Here, we analyzed systemic (plasma) and local (heart/aorta) changes in ACE/ACE-2 balance in Tg alpha q*44 mice in course of heart failure (HF). Tg alpha q*44 mice with cardiomyocytespecific G alpha q overexpression and late onset of HF were analyzed at different age for angiotensin pattern in plasma, heart, and aorta using liquid chromatography/mass spectrometry, for progression of HF by in vivo magnetic resonance imaging under isoflurane anesthesia, and for physical activity by voluntary wheel running. Six-month-old Tg alpha q*44 mice displayed decreased ventricle radial strains and impaired left atrial function. At 8-10 mo, Tg alpha q*44 mice showed impaired systolic performance and reduced voluntary wheel running but exhibited preserved inotropic reserve. At 12 mo, Tg alpha q*44 mice demonstrated a severe impairment of basal cardiac performance and modestly compromised inotropic reserve with reduced voluntary wheel running. Angiotensin analysis in plasma revealed an increase in concentration of angiotensin-(1-7) in 6-to 10-mo-old Tg alpha q*44 mice. However, in 12- to 14-mo-old Tg alpha q*44 mice, increased angiotensin II was noted with a concomitant increase in Ang III, Ang IV, angiotensin A, and angiotensin-(1-10).

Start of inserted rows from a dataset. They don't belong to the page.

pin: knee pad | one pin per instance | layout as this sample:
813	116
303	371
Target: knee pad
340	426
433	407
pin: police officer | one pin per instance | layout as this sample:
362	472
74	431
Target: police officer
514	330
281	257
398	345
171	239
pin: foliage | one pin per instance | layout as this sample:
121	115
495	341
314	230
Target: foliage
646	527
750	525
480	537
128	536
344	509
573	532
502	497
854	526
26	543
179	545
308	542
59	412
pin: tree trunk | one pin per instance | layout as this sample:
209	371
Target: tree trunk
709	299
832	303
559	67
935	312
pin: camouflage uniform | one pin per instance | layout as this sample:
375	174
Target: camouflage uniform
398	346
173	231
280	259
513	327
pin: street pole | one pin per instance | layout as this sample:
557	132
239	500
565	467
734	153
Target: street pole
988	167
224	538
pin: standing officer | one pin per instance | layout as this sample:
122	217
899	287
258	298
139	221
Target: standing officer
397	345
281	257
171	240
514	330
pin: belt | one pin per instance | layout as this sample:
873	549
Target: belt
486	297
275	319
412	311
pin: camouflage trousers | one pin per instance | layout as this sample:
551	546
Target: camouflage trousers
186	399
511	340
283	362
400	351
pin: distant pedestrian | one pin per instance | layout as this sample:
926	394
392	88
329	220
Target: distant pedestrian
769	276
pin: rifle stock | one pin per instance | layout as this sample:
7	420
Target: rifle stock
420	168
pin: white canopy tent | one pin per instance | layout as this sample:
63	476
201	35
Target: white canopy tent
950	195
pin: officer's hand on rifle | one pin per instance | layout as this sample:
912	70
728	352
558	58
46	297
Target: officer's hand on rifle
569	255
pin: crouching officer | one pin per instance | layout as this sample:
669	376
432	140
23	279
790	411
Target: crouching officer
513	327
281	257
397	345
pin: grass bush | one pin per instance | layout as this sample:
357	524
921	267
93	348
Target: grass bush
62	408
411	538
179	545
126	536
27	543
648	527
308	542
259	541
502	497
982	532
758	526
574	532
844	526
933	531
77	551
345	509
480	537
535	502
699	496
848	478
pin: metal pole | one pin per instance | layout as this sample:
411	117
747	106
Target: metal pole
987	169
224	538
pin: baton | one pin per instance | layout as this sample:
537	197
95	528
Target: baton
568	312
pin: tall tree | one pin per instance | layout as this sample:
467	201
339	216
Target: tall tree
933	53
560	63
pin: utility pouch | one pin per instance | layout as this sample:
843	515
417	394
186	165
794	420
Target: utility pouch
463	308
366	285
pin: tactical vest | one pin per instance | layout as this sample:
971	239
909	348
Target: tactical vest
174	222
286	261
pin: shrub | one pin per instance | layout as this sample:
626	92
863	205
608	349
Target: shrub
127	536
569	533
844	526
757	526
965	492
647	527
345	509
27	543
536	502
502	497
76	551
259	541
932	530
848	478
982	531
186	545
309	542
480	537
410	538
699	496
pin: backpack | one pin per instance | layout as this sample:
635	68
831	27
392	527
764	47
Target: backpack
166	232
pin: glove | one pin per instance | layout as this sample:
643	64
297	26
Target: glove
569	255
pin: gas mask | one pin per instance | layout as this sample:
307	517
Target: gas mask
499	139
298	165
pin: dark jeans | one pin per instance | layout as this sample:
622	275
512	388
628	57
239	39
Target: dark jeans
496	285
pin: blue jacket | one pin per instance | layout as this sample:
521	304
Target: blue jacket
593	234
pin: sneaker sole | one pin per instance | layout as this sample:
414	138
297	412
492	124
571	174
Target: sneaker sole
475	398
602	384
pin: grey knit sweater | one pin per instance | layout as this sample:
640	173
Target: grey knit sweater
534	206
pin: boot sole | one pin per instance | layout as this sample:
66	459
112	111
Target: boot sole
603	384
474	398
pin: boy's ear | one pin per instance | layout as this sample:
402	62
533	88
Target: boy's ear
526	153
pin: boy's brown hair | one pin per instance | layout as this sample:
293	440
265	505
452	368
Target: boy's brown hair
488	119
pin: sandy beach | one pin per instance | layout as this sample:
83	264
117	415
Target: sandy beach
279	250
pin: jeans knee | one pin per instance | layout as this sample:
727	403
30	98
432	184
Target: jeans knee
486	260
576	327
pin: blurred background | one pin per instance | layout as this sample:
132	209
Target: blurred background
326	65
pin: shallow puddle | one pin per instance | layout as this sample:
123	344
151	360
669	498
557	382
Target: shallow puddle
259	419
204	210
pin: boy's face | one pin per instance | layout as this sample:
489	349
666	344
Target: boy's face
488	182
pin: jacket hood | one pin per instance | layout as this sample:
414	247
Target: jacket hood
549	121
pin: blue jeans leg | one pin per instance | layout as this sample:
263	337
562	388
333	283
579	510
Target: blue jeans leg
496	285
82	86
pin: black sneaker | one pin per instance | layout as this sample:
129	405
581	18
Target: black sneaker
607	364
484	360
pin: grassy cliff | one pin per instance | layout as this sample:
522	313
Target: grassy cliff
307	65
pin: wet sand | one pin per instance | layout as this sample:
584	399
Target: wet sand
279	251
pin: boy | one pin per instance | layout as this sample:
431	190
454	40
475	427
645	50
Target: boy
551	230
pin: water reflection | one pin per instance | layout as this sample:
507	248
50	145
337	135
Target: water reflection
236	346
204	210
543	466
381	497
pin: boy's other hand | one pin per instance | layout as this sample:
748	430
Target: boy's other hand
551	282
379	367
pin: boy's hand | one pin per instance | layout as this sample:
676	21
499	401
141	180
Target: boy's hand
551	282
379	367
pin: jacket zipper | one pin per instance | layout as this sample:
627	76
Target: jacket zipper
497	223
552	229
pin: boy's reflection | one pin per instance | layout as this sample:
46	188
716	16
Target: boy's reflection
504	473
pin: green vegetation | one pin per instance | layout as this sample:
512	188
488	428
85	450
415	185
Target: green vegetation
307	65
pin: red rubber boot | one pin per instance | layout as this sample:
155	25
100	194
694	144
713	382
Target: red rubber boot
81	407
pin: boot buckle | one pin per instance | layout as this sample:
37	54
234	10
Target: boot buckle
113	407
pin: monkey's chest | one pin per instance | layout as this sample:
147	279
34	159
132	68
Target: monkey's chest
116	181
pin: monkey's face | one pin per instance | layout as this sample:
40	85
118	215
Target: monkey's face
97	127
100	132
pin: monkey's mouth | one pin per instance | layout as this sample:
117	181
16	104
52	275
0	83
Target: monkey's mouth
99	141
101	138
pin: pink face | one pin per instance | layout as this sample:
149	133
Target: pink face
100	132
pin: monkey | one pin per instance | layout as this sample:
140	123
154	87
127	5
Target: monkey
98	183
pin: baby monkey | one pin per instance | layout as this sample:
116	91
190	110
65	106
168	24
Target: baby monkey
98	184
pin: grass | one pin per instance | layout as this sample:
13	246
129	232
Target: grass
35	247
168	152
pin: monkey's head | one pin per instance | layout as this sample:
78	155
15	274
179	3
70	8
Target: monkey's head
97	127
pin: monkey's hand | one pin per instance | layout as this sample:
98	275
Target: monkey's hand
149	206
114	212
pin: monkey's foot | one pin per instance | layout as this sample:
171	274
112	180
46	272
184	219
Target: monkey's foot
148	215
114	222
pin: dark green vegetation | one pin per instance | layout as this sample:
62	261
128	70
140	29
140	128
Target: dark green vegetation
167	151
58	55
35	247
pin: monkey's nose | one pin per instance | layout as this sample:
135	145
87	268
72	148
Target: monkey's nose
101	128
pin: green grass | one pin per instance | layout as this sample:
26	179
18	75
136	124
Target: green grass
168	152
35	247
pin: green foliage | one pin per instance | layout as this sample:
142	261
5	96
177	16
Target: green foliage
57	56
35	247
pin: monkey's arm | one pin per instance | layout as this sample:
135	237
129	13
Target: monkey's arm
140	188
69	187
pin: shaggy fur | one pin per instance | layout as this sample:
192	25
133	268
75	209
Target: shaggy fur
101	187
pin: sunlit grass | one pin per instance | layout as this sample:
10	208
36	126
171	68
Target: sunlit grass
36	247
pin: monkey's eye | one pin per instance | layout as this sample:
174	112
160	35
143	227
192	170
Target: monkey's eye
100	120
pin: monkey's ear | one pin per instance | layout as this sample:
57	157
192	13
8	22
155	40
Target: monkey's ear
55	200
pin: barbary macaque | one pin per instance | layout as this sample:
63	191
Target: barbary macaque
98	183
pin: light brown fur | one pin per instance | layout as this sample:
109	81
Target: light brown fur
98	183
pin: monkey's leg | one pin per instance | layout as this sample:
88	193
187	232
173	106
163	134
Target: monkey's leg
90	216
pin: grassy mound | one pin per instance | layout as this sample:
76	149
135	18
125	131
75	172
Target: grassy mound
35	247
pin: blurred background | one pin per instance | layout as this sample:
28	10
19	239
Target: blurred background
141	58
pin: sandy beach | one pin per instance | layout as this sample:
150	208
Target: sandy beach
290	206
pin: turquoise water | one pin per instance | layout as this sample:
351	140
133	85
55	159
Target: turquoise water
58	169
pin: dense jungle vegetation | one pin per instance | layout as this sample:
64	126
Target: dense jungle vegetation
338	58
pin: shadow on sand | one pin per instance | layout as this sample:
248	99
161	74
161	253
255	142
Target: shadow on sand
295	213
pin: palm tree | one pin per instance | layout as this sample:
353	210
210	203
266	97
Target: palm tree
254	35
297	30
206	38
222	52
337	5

The pattern of changes in the heart and aorta was also compatible with activation of ACE2, followed by activation of the ACE pathway. In conclusion, mice with cardiomyocyte G alpha q protein overexpression develop HF that is associated with activation of the systemic and the local ACE/Ang II pathway. However, it is counterbalanced by a prominent ACE2/Ang-(1-7) activation, possibly allowing to delay decompensation.